The Bacon Super T-6 was a North American AT-6F Texan that was modified during the mid 1950s by the Erle L. Bacon Corporation in an attempt to interest foreign air forces in an upgrade for their T-6 fleets. The aircraft did not receive sufficient interest for production, and only the single conversion was produced.

==History==
Produced in 1944 and operated by the United States Army Air Forces alongside its brethren, following the end of World War II AT-6F Texan 44-82028 was sold on the civilian market, operating in Iceland for a time before being acquired by Bacon for conversion. Described as appearing "like an illicit hangar affair between a T-33 and a T-6", the conversion consisted of adding the canopy, tip tanks, and tricycle landing gear from a Lockheed T-33 Shooting Star; streamlining of the cowl and wings including jet stack exhaust, augmenter cooling, and a 4 ft reduction in wingspan compared to the standard T-6; in addition, the cockpit was upgraded with a revised instrument panel and modernized avionics, and the aircraft's brakes were upgraded.

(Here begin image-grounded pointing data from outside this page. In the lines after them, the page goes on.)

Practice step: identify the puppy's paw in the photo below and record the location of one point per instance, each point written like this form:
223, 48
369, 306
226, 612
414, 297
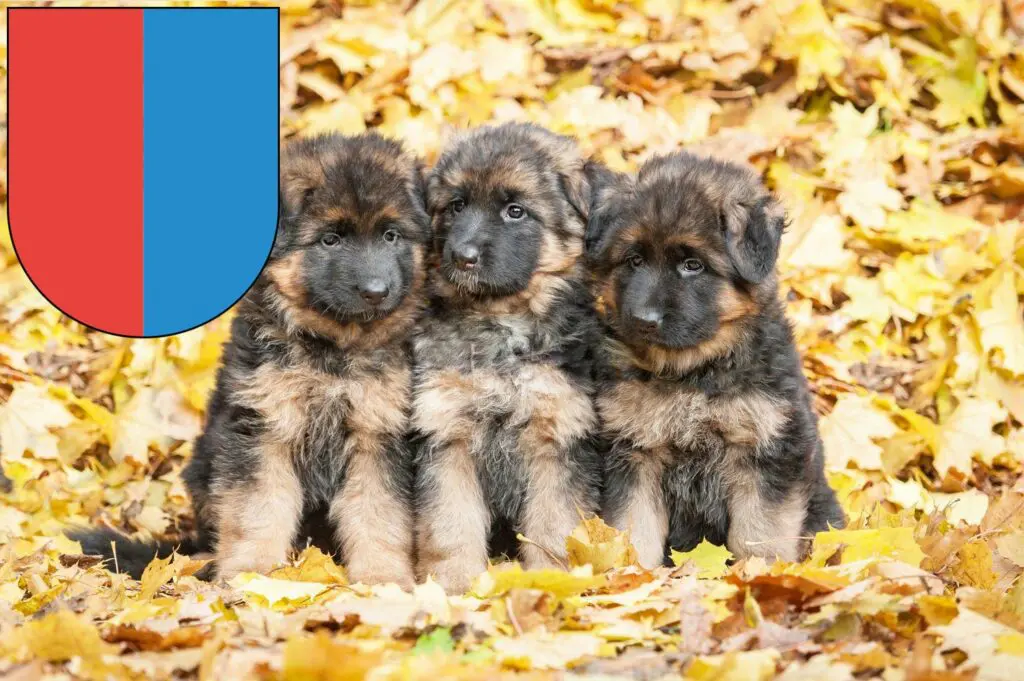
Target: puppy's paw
455, 576
399, 573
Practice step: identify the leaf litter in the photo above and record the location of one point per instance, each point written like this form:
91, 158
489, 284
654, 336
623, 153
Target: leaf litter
894, 132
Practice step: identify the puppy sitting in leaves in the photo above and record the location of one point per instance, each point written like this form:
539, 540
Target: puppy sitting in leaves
503, 389
702, 401
308, 420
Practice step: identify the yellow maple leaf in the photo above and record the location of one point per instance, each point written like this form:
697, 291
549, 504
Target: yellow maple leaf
499, 580
974, 565
159, 572
809, 37
968, 434
56, 637
157, 417
961, 91
596, 544
321, 657
1011, 547
541, 649
850, 431
749, 666
28, 421
1001, 325
312, 565
276, 594
709, 558
894, 543
867, 200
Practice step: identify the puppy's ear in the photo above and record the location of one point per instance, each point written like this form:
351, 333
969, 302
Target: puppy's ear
418, 189
300, 176
753, 231
606, 185
576, 186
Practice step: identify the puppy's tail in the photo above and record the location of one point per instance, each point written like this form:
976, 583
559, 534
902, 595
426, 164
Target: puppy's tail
130, 556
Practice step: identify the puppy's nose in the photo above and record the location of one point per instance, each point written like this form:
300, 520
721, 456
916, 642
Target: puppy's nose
466, 256
647, 320
374, 291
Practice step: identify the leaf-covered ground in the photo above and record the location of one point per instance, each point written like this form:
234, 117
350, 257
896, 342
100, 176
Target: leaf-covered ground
894, 132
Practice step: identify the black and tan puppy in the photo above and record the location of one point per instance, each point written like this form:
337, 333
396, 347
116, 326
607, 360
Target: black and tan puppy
702, 400
503, 388
311, 407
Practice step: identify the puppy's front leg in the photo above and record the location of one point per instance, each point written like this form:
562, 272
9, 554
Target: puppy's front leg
257, 518
551, 510
453, 518
635, 502
373, 515
763, 521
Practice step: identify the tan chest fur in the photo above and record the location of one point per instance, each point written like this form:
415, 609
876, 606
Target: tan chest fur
539, 400
297, 402
654, 415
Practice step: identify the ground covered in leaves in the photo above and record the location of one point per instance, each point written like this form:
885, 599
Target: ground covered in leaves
893, 131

Bacon hoped to sell the conversion to foreign air forces, many of which operated large fleets of T-6 aircraft; after taxi trials at the end of 1956, it first flew in April 1957, and flight testing was considered generally successful. No interest from its intended customers materialized and the aircraft was sold on the civilian market; it eventually received a paint scheme, believed to have been intended for a role in a movie, resembling that of a Russian fighter aircraft. It was stored at Whiteman Air Park in California, and allowed to deteriorate in the elements, with its registration being cancelled in 2013.